Reported: 2019-07-02 07:50 UTC by Orion Hodson
Modified: 2019-07-05 15:34 UTC (History)
0 users

See Also:
Host:
Target:
Build:
Known to work:
Known to fail:
Last reconfirmed:


Attachments

Note You need to log in before you can comment on or make changes to this bug.
Description Orion Hodson 2019-07-02 07:50:47 UTC
This issue arises from using libgcc in the Android Runtime's Just-In-Time compiler. The Android Runtime uses __buitin__clear_cache() for JIT cache maintenance and we’ve become aware that this builtin can silently fail. This leaves the CPU caches in an unknown state potentially leading to a crash from the execution of unintended instruction sequences.
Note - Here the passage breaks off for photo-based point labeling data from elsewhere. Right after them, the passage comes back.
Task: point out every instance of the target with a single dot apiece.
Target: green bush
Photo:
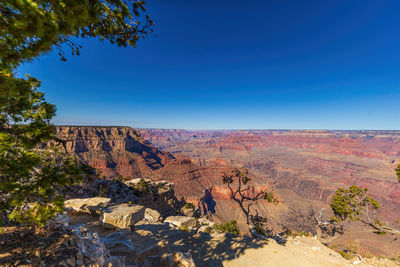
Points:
(228, 227)
(189, 205)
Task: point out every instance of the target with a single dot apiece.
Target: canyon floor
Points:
(304, 168)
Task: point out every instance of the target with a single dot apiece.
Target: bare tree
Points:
(245, 196)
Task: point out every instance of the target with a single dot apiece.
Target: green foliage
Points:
(352, 203)
(228, 227)
(30, 172)
(103, 191)
(142, 187)
(208, 230)
(270, 197)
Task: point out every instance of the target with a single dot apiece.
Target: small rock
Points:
(71, 261)
(122, 216)
(181, 221)
(119, 245)
(87, 205)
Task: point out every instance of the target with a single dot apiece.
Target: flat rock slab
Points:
(119, 245)
(92, 205)
(122, 216)
(152, 215)
(181, 221)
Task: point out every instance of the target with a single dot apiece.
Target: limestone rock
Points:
(152, 215)
(122, 216)
(181, 221)
(158, 249)
(176, 259)
(119, 245)
(87, 205)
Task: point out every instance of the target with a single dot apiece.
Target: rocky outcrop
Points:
(181, 221)
(87, 205)
(122, 216)
(112, 150)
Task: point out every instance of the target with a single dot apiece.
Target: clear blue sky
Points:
(332, 64)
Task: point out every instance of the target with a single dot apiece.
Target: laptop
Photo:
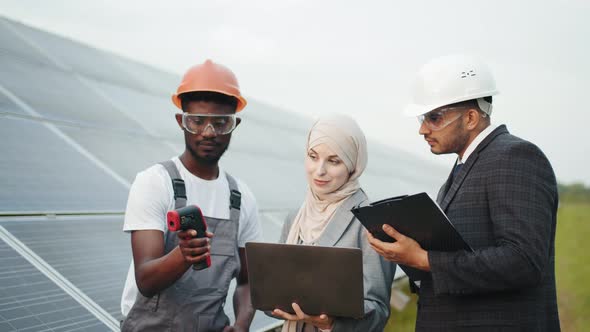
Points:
(321, 280)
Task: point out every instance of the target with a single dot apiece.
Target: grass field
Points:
(572, 266)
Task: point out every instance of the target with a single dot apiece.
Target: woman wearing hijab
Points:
(336, 156)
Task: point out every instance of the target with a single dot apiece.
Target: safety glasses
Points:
(439, 119)
(198, 123)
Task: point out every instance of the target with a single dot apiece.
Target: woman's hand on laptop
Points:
(323, 321)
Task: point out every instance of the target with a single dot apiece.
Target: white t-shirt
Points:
(151, 196)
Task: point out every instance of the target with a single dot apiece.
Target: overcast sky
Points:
(360, 58)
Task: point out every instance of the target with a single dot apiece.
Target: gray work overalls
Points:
(195, 301)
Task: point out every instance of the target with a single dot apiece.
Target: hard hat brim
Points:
(241, 100)
(413, 110)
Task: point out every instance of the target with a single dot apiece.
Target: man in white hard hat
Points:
(502, 198)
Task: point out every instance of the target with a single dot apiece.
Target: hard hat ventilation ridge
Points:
(466, 74)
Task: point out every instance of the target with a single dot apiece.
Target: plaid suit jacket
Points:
(503, 201)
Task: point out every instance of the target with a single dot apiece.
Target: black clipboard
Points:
(416, 216)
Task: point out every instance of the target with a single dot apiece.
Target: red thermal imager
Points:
(189, 217)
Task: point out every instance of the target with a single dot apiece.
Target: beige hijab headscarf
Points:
(343, 136)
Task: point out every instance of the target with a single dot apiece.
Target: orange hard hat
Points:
(210, 76)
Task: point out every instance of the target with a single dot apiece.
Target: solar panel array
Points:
(77, 124)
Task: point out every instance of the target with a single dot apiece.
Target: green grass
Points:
(572, 268)
(572, 253)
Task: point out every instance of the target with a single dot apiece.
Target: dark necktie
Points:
(456, 170)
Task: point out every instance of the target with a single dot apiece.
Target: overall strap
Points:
(235, 199)
(177, 184)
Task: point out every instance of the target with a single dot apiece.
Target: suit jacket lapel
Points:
(460, 176)
(341, 220)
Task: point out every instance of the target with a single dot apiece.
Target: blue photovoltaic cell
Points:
(29, 301)
(93, 253)
(40, 172)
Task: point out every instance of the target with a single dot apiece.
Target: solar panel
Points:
(77, 124)
(11, 45)
(92, 253)
(29, 301)
(82, 59)
(41, 172)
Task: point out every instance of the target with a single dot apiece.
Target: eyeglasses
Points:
(198, 123)
(440, 118)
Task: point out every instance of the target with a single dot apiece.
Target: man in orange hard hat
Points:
(162, 291)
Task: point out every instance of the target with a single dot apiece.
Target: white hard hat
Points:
(448, 80)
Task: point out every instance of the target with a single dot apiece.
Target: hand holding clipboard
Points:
(415, 216)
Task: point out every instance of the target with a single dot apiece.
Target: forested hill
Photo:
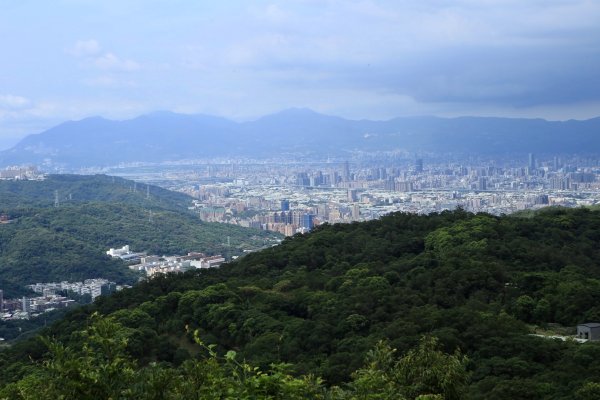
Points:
(321, 301)
(77, 189)
(43, 243)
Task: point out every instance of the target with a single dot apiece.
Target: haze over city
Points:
(362, 59)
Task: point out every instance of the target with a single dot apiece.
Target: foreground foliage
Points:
(102, 369)
(321, 302)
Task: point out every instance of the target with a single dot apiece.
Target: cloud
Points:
(93, 55)
(85, 48)
(109, 61)
(11, 102)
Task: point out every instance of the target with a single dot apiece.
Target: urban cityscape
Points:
(293, 197)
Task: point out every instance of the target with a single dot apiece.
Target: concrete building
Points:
(589, 331)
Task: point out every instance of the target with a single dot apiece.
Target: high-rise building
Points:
(532, 163)
(355, 212)
(419, 165)
(352, 195)
(346, 172)
(307, 221)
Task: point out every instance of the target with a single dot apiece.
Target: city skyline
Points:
(368, 59)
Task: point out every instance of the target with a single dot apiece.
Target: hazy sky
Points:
(68, 59)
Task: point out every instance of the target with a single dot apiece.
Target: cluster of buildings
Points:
(93, 287)
(153, 264)
(292, 198)
(53, 296)
(21, 173)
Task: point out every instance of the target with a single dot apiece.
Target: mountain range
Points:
(166, 136)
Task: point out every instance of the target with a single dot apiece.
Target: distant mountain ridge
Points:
(166, 136)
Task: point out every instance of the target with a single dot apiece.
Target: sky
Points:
(70, 59)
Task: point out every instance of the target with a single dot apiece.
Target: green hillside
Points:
(44, 243)
(76, 189)
(323, 301)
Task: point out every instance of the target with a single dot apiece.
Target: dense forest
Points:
(325, 303)
(43, 243)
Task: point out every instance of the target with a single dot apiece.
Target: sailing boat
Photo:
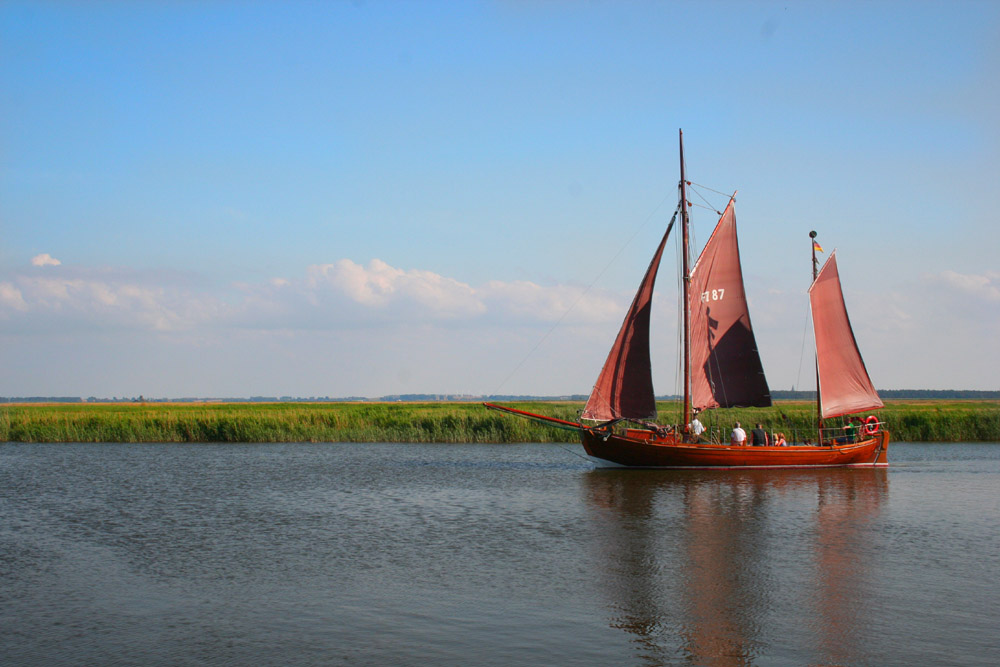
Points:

The specific case where we've observed this failure is for devices with ARMv7 Linux kernels. The libgcc clear_cache builtin calls the cacheflush() system call which bottoms out in v7_coherent_user_range():

  https://github.com/torvalds/linux/blob/master/arch/arm/mm/cache-v7.S#L253

The important detail in that code is that the blocks of code within USER() macros will call the fault handler, labelled 9001, if the cache operation causes a fault. The return value from v7_coherent_user_range is then -EFAULT. When this happens after code updates in the JIT cache, crashes can be expected. For example, if we didn't manage to invalidate all of the instruction cache range, and thus executes a mix-and-match of old and new instructions.

This issue is quite hard to reproduce and typically only occurs under memory pressure.
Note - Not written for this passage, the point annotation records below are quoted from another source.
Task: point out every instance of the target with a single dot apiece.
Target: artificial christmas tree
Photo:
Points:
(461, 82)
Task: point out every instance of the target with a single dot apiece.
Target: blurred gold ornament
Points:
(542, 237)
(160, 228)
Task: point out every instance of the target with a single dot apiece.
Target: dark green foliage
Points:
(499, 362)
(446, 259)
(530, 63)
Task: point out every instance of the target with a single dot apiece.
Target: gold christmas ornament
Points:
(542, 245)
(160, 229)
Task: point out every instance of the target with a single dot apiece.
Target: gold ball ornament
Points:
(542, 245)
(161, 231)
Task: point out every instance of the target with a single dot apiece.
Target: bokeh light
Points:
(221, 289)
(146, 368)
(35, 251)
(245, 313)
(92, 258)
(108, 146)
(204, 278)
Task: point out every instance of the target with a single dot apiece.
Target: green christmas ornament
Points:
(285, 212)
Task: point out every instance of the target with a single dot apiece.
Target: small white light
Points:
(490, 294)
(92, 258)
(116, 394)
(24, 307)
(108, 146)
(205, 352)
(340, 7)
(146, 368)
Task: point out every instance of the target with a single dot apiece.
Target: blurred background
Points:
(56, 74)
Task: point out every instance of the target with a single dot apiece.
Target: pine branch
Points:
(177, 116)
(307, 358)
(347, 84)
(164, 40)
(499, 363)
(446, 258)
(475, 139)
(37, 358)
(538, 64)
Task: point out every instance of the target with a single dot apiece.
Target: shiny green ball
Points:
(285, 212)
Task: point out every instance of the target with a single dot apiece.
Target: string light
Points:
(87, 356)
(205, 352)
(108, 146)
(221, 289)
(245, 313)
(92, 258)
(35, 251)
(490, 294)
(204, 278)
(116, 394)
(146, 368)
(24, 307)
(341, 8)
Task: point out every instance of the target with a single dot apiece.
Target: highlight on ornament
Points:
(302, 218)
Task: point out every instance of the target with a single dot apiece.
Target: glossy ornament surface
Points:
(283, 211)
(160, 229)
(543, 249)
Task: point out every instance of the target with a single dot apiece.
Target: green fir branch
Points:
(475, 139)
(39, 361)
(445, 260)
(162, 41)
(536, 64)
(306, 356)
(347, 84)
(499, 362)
The documentation for __builtin___clear_cache() does not comment on the possibilities of failures:

  https://gcc.gnu.org/onlinedocs/gcc/Other-Builtins.html

but this is documented behaviour of the cacheflush() system call:

  http://man7.org/linux/man-pages/man2/cacheflush.2.html

Potential fixes could include:

  1) no change to __builtin__clear_cache, but update the documentation to indicate that failure is possible on systems where cache flushing is a privileged operation. On these systems callers of the builtin should clear errno before the call and check it afterwards.

  2) change __builtin___clear_cache() to return an error code.
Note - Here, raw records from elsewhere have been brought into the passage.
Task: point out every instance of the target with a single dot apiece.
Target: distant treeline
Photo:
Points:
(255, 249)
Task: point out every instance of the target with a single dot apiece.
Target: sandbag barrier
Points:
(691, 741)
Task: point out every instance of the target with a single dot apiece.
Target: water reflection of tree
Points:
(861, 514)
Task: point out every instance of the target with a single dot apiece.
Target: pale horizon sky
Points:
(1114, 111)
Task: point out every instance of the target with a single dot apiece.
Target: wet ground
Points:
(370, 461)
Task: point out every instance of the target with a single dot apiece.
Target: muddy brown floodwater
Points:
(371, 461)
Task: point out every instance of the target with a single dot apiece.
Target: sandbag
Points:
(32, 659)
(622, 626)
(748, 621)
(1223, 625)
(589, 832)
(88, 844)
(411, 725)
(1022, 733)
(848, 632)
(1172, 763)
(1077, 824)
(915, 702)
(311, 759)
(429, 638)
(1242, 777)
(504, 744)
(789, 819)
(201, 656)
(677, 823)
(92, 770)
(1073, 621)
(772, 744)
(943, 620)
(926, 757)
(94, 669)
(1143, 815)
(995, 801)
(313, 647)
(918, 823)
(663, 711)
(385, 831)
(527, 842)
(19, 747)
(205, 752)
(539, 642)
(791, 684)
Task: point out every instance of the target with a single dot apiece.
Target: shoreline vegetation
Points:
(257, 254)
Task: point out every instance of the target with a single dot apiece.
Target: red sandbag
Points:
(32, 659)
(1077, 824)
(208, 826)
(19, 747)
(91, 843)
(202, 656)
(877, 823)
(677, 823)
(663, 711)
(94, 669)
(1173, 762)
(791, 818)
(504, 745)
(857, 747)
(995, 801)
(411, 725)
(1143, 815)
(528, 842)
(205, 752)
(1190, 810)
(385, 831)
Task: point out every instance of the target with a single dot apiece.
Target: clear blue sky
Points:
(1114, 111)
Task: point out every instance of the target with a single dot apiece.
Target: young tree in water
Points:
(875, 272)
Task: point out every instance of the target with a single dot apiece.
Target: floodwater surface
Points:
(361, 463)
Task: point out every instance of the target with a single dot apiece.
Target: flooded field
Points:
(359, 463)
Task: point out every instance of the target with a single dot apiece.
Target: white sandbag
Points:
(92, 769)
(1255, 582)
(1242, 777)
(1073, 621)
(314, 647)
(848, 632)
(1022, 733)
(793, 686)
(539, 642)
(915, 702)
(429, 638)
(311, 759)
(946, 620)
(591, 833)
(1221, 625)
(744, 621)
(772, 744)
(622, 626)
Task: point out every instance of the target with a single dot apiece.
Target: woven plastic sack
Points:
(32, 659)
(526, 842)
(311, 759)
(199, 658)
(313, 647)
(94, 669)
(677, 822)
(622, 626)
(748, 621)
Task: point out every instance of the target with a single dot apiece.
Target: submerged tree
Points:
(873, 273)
  3) a fix for Linux kernels so cacheflush() cannot fail. [Outside the scope of this bug.]

Our workaround for now is to special case on ARMv7 to use the cacheflush() system call directly and check for errors (http://r.android.com/989545).
Comment 1 Andrew Pinski 2019-07-02 08:13:46 UTC
So was reading the code.  The only time a fault will happen when a page is not mapped in.  This happens if the page was paged out (this is why it happens under heavily pressure).  This is not about being privileged at all.
Comment 2 Orion Hodson 2019-07-05 15:34:15 UTC
For sure the goal wasn't to suggest that this was due to a privileged operation.